There is known problem that occasionally the server hangs.
In such a case, ssh to the host, and execute scripts/restart_container.sh
#Security
- The Docker container runs as user nobody, who has minimal privilages.
- The submitted code is run in a subprocess with limitations on
- execution time (for each exercise we set a timeout value)
- network connectivity (not implemented yet)
During development, it is easier to run only the python code without Docker:
cd ~/checker
source venv/bin/activate
python3 run.py
To run with gunicorn (one step closer to the real-world configuration):
cd ~/checker
# source venv/bin/activate # see note below
pip install -r requirements.txt
export CHECKER_LOG_DIR=.
export LIVY_PASS="the password"
export SPARK_CLUSTER_NAME=spark96224
gunicorn3 -b 0.0.0.0:8000 --workers 3 --timeout 40 serverpkg.server:app
Note: I tried running with flask installed only in venv, and failed.
Even adding -pythonpath /home/cnoam/checker/venv/lib/python3.10/site-packages/
did not help.
Each worker handles a request (sync), so the timeout must be longer than the maximum handling time. When getting a log it can be 30 seconds. One worker is probably dedicated to housekeeping, so to avoid blocking by lengthy op, at least 3 workers are needed, and in practice, should probably use 10 or more.
https://docs.gunicorn.org/en/stable/run.html: "This number should generally be between 2-4 workers per core in the server. Check the FAQ for ideas on tuning this parameter."

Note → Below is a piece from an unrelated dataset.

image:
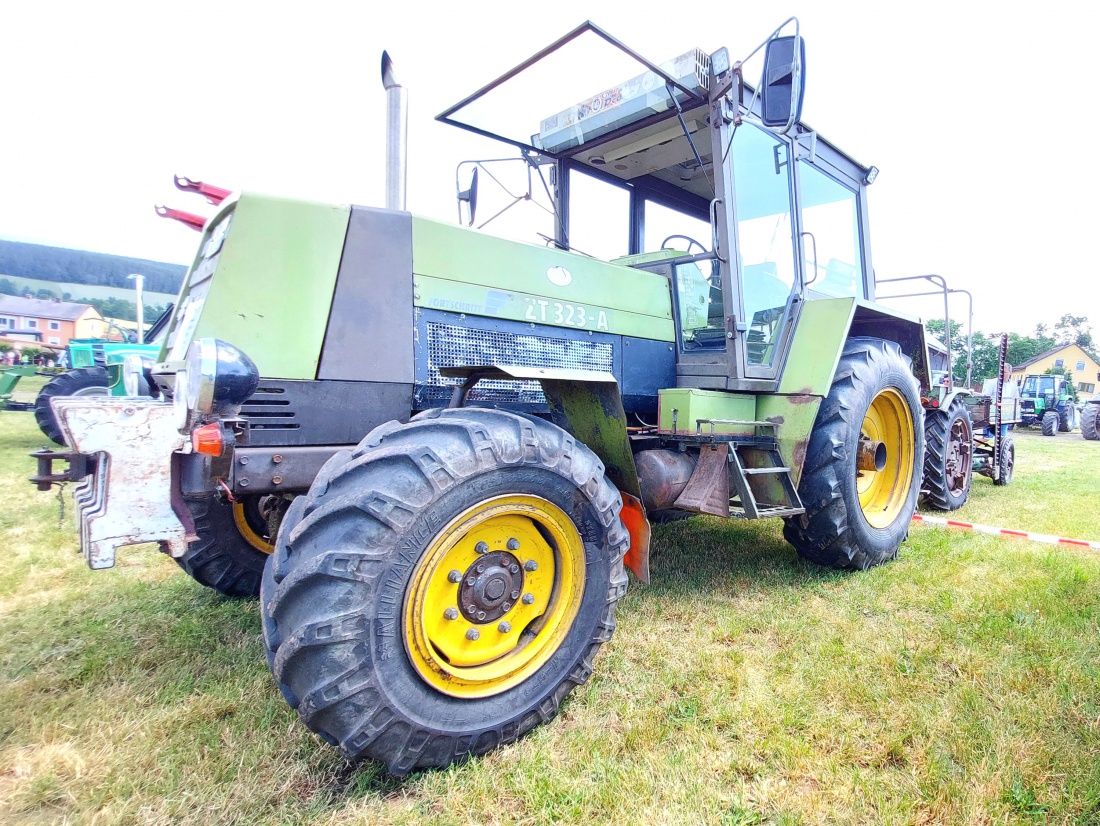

When submitting a job (uploaded a python file), a BATCH is created in spark. This batch is converted to application ID after about 30 seconds (depending on the load?). To check the status as we know it locally (i.e., not directly in Spark), there is a link in the admin page.
If this table is garbaged, clean it with a link from the same page.
The JOBS table shown in the website only shows that the job was submitted successfully. In a better world, the job will get status updates such as submitted, starting, failed, finished.
Experience showed that students submit multipe versions of their code without deleting the previous runs, so the cluster is clogged.
Now there is a kind of resource manager:
- user must be in a whitelist to be eligible to submit. We use ID of one of each team to get a unique value.
- user is limited to 3 concurrent submissions. When a job is finished/dead/killed, the resource manage is updated (by polling every 1 minute).
- the yarn/spark flow is submit -> get batch ID -> get application ID in state 'accepted' -> state starting -> state running -> state dead/success
- the resource data must be persistent in case the docker container is restarted.
- the resource data must be multi process safe (both R and W) because the Flask server runs several processes.
Calling /spark/logs/batchId=NN blocks the server for up to 30 sec depending on spark's responsiveness. To avoid blocking the server, I added Rate Limiting.